Erika Moonin, the Southern Nevada Water Authority’s engineering project manager for construction of the agency’s new Lake Mead intakes, showed me a picture yesterday of water pouring over Hoover Dam’s spillways in 1983, the last time the reservoir spilled. When she was a youngster, her dad took her out to see the spectacle. Looking at it today, it’s hard to imagine. Current lake level is 137 feet below the 1983 peak.
I was trying to take pictures earlier this week that might illustrate the big empty. Here’s what the spillway looks like today:
* I didn’t actually see cobwebs. It’s literary license.
** It also “filled and spilled” in the late 1990s, but didn’t rise to the level of needing spillways, just moved excess water above and beyond downstream water users’s needs through the dam’s normal release system.
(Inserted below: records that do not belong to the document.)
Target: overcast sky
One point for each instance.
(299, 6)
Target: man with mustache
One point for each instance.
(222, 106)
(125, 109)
The late ’90’s is about when the Feds came to the realization things were in a downward trend. Mexico was starting to question their share, and Minute 319. More importantly, as other Lower Basin States started using closer to their full allotment, the Feds were likewise were forced to start seeing that they would have to limit California to their full allotment only. Not all the water they could handle.
Note that every time the spillway has been used there has been major damage to it. Likewise the Glen Canyon spillway where the rock in which it was cut was badly eroded by spillway use.